RNs can infer relations, they are data efficient, and they operate on a set of objects without regard to the objects' order.

== History ==
In June 2017, DeepMind announced the first relation network. It claimed that the technology had achieved "superhuman" performance on multiple question-answering problem sets.

Performance
| Dataset | Accuracy | Notes |
|---|---|---|
| CleVR (pixel) | 95.5% | Images of 3D objects, such as spheres and cylinders. Types of questions are: "attribute" queries ("What color is the sphere?", "compare attribute" queries ("Is the cube the same material as the cylinder?"), "count" queries ("How many spheres?") |
| CleVR (state description) | 96.4% | Images represented by state description matrices. Each row in the matrix contained a single object's features: coordinates (x, y, z); color (r, g, b); shape (cube, cylinder,...); material (rubber, metal,...); size (small, large,...). |
| Sort-of-CLEVR | 94% | 2D images along, each containing 6 squares and/or circles of 6 colors. Questions are coded as fixed-length binary numbers, eliminating natural language parsing complications. Each image serves 10 relational ("What is the shape of the object that is farthest from the gray object?") questions and 10 non-relational ("What is the shape of the gray object?") questions. |
| bAbI | 90% | Textual data. 20 tasks, each requiring a particular type of reasoning, such as deduction, induction, or counting.

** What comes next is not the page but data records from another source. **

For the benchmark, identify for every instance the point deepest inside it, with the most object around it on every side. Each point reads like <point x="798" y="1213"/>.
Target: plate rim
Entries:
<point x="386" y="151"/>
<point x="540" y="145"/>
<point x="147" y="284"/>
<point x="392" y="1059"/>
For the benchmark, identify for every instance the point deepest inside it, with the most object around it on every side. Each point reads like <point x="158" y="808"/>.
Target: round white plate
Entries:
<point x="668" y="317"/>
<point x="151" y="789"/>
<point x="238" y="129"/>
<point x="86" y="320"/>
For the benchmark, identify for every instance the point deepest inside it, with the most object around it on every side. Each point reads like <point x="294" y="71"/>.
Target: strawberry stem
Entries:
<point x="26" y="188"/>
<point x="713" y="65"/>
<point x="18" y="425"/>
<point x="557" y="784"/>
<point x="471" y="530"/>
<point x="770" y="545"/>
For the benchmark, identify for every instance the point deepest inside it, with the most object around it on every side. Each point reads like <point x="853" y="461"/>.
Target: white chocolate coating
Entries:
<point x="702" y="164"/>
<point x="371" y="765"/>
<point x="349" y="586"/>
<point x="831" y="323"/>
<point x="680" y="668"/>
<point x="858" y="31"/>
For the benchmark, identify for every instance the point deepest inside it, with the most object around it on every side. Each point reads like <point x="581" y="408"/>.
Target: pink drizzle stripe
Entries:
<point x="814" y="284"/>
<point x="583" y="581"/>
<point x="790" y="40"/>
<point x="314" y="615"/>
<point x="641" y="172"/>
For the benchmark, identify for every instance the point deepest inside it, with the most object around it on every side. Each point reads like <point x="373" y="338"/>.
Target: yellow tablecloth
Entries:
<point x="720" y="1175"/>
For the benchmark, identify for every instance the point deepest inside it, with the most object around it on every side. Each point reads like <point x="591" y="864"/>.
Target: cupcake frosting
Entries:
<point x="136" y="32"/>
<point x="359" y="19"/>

Each question is associated with a set of supporting sentences. For example, the sentences "Sandra picked up the football" and "Sandra went to the office" support the question "Where is the football?" (answer: "office"). Each sentence is processed separately. The success threshold is 95%. 10k entries. |
| Dynamic physical system | 93% connections /95% counting | Balls moving on a surface, with elastic and inelastic connections. One test determined whether pairs of balls were connected. The other determined how many were connected. |

== Design ==
RNs constrain the functional form of a neural network to capture the common properties of relational reasoning. These properties are explicitly added to the system, rather than established by learning just as the capacity to reason about spatial, translation-invariant properties is explicitly part of convolutional neural networks (CNN). The data to be considered can be presented as a simple list or as a directed graph whose nodes are objects and whose edges are the pairs of objects whose relationships are to be considered. The RN is a composite function: $RN \left (O \right ) = f_\phi \left ( \sum_{i,j} g_\theta \left (o_i , o_j , q \right ) \right ),$

where the input is a set of "objects" $O = \left \lbrace o_1, o_2, ..., o_n \right \rbrace, o_i \in \mathbb{R} ^m$ is the i^{th} object, and fφ and gθ are functions with parameters φ and θ, respectively and q is the question. fφ and gθ are multilayer perceptrons, while the 2 parameters are learnable synaptic weights. RNs are differentiable. The output of gθ is a "relation"; therefore, the role of gθ is to infer any ways in which two objects are related.

Image (128x128 pixel) processing is done with a 4-layer CNN. Outputs from the CNN are treated as the objects for relation analysis, without regard for what those "objects" explicitly represent. Questions were processed with a long short-term memory network.